After years of cooperation between Shanghai Institute for Advanced Studies of USTC, the Shanghai Institute of Technical Physics of CAS, the collaborative innovation team of CAS have developed the QKD receiver and transmitter terminals, and accumulated a series of key technologies.
In the experiments, the collaborative innovation team uses a moving platform to simulate angular velocity and acceleration of low Earth orbit satellites, using hot-air balloon to simulate random vibration and satellite attitude, using hundreds of kilometers of ground free-space channel to simulate the high-loss channel between ground and satellites. As a result, the feasibility of secure ground-satellite quantum communication was successfully demonstrated. 


Fig 2: Photographs of the QKD receiver and transmitter terminals/ Courtesy of Nature Photonics

Due to potential and significant roles of basic research over practical application of QKD, other research achievements on QKD of an aircraft and ground from group of University of Munich, as well as experimental demonstration of long-distance continuous-variable quantum key distribution from the French National Center for Scientific Research were also published in the same issue of Nature Photonics.

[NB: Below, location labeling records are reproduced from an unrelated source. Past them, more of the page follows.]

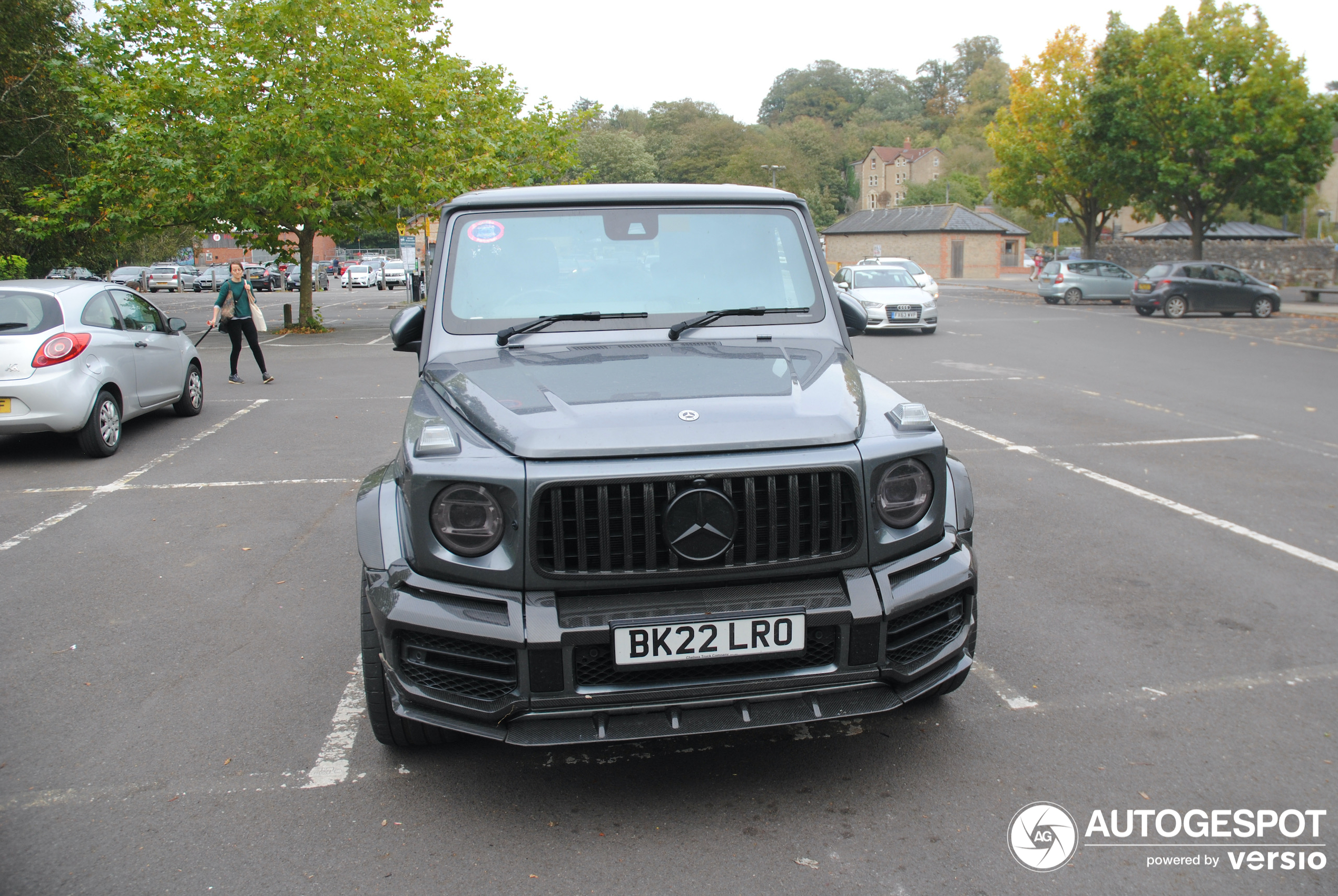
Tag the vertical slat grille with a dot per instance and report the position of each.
(617, 529)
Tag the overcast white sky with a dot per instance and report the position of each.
(729, 53)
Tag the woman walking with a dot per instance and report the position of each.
(234, 307)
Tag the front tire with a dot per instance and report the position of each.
(192, 395)
(387, 726)
(101, 435)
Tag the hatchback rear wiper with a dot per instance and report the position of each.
(504, 336)
(677, 329)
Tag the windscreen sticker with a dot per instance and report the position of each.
(485, 230)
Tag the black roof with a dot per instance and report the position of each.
(1230, 230)
(952, 217)
(623, 193)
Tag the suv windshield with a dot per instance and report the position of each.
(28, 313)
(673, 264)
(883, 279)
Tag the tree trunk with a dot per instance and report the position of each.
(1195, 237)
(306, 245)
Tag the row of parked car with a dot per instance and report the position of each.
(1175, 288)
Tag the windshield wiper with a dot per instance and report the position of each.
(504, 336)
(710, 317)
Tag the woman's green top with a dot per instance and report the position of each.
(241, 308)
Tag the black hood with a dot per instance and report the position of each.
(640, 399)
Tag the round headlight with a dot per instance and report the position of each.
(467, 519)
(905, 493)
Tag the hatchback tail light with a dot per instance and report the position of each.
(60, 348)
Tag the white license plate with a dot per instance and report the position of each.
(710, 639)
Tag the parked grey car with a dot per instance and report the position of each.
(891, 296)
(652, 495)
(1074, 281)
(85, 358)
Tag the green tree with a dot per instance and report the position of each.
(1049, 158)
(616, 155)
(280, 118)
(1208, 114)
(958, 186)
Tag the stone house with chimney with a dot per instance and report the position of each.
(886, 172)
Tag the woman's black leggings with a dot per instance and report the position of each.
(237, 328)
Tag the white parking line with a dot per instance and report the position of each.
(1007, 693)
(1175, 442)
(1146, 495)
(117, 485)
(332, 763)
(988, 379)
(224, 485)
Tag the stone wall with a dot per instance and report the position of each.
(1284, 262)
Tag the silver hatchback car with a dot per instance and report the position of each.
(83, 358)
(1074, 281)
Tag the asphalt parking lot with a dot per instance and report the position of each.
(1158, 535)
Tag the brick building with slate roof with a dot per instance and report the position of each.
(948, 241)
(888, 170)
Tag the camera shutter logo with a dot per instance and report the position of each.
(1042, 836)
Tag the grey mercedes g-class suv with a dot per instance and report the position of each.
(644, 491)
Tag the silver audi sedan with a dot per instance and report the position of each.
(85, 358)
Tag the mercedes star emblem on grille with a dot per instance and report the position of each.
(700, 523)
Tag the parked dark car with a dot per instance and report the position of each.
(293, 279)
(1178, 288)
(73, 273)
(687, 513)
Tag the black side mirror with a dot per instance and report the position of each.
(857, 319)
(407, 329)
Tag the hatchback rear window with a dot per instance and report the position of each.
(24, 313)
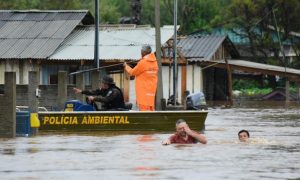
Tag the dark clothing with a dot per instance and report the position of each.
(176, 139)
(96, 92)
(112, 98)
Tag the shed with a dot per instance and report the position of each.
(29, 37)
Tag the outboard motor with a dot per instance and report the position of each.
(196, 101)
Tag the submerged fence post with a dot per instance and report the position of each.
(62, 89)
(8, 107)
(95, 79)
(81, 85)
(33, 87)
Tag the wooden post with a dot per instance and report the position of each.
(298, 89)
(95, 79)
(8, 107)
(287, 92)
(229, 76)
(183, 84)
(33, 85)
(159, 92)
(62, 88)
(81, 85)
(126, 83)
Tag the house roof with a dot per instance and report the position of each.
(36, 34)
(199, 48)
(117, 42)
(253, 67)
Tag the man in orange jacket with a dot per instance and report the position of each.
(146, 79)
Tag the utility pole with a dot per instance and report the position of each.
(287, 83)
(175, 53)
(159, 93)
(96, 50)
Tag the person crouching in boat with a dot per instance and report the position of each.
(184, 135)
(146, 79)
(108, 94)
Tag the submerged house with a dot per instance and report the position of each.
(28, 38)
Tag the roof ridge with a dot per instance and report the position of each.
(41, 11)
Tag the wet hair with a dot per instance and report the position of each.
(179, 121)
(146, 48)
(245, 131)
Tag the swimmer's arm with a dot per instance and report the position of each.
(168, 141)
(199, 137)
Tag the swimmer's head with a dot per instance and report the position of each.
(243, 135)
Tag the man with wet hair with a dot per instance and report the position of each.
(243, 135)
(146, 79)
(184, 135)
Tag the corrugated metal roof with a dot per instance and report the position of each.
(261, 66)
(36, 34)
(200, 47)
(114, 43)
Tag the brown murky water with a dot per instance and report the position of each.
(273, 152)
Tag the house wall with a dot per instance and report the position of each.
(194, 78)
(21, 67)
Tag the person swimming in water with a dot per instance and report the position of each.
(243, 135)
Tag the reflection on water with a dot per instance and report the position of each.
(273, 151)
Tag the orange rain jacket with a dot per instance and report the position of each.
(146, 79)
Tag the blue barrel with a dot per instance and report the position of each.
(23, 124)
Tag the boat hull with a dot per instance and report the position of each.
(120, 120)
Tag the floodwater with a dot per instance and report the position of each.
(272, 153)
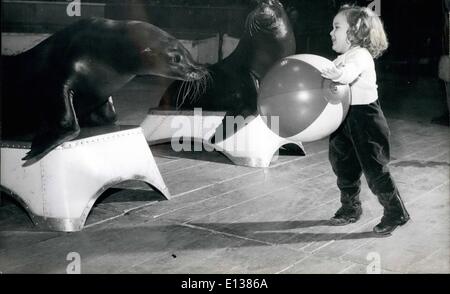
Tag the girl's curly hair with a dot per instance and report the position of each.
(365, 29)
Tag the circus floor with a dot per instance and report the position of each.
(224, 218)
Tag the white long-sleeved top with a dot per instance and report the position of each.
(358, 70)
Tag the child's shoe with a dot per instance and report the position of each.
(395, 214)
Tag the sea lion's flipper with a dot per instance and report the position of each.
(62, 127)
(105, 114)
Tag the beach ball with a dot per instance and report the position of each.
(307, 106)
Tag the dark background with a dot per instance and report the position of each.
(415, 28)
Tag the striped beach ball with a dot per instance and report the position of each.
(308, 107)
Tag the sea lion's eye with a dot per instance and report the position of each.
(176, 58)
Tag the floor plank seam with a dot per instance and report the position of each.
(257, 197)
(221, 194)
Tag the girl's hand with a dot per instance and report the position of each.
(332, 73)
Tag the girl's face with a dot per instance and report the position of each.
(339, 34)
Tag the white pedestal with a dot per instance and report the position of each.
(59, 190)
(253, 144)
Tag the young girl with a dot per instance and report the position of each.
(361, 144)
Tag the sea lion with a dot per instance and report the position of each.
(67, 80)
(234, 83)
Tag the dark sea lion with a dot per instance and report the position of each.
(67, 80)
(267, 37)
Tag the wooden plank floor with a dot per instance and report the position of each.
(232, 219)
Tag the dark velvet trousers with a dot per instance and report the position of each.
(361, 146)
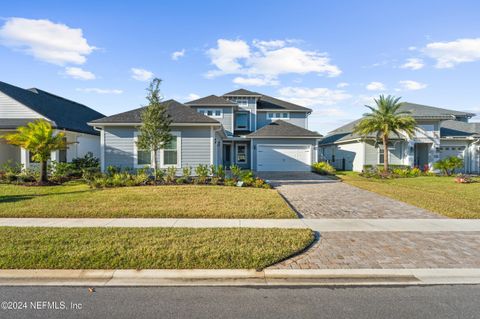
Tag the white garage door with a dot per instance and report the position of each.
(283, 158)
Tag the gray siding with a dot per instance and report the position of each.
(226, 120)
(284, 141)
(195, 146)
(296, 118)
(11, 109)
(119, 146)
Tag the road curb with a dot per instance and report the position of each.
(238, 277)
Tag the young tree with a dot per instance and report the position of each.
(155, 129)
(384, 120)
(39, 139)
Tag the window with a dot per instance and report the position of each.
(241, 121)
(62, 154)
(241, 153)
(214, 113)
(278, 115)
(170, 153)
(141, 157)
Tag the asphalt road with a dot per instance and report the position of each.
(243, 302)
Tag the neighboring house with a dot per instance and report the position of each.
(440, 133)
(249, 129)
(19, 106)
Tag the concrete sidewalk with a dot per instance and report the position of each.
(321, 225)
(237, 277)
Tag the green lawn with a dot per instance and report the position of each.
(188, 201)
(148, 248)
(437, 194)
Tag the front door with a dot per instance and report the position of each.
(421, 154)
(227, 150)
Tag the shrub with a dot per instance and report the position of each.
(448, 165)
(202, 172)
(248, 179)
(87, 161)
(186, 173)
(170, 175)
(62, 172)
(236, 172)
(230, 182)
(323, 168)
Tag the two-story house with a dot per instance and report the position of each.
(20, 106)
(248, 129)
(440, 133)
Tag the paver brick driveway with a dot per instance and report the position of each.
(353, 250)
(315, 196)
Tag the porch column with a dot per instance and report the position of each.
(24, 159)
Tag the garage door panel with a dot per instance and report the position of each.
(283, 158)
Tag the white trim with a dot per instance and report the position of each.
(248, 123)
(236, 153)
(284, 137)
(178, 134)
(140, 124)
(212, 145)
(135, 153)
(280, 145)
(102, 150)
(272, 115)
(214, 110)
(284, 110)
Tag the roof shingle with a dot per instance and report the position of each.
(65, 114)
(280, 128)
(178, 112)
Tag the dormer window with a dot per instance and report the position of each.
(278, 115)
(213, 113)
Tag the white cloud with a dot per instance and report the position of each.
(449, 54)
(226, 56)
(375, 86)
(99, 91)
(79, 73)
(266, 60)
(45, 40)
(141, 74)
(413, 64)
(412, 85)
(192, 96)
(312, 96)
(255, 81)
(178, 54)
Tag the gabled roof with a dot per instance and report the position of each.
(211, 100)
(64, 114)
(242, 92)
(270, 103)
(449, 127)
(281, 128)
(178, 112)
(266, 102)
(420, 111)
(458, 128)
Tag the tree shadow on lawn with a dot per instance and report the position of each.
(22, 197)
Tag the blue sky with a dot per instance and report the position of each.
(332, 56)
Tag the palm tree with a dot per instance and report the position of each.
(39, 139)
(384, 120)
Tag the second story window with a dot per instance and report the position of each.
(214, 113)
(278, 115)
(241, 121)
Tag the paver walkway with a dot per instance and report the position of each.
(336, 250)
(315, 196)
(319, 225)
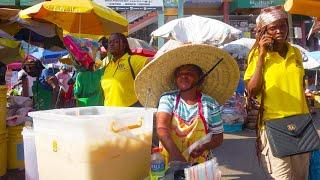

The whole research lays necessary technical foundations for achievement of global-scale quantum communication network based on ground-satellite quantum communication by launching quantum science experimental satellite of our country, which also provides a test bed for tests of quantum foundations. Moreover, it also helps to explore how to combine quantum theory with Einstein's general theory of relativity. It could be said that the results represent a milestone on the road to satellite-based quantum communication.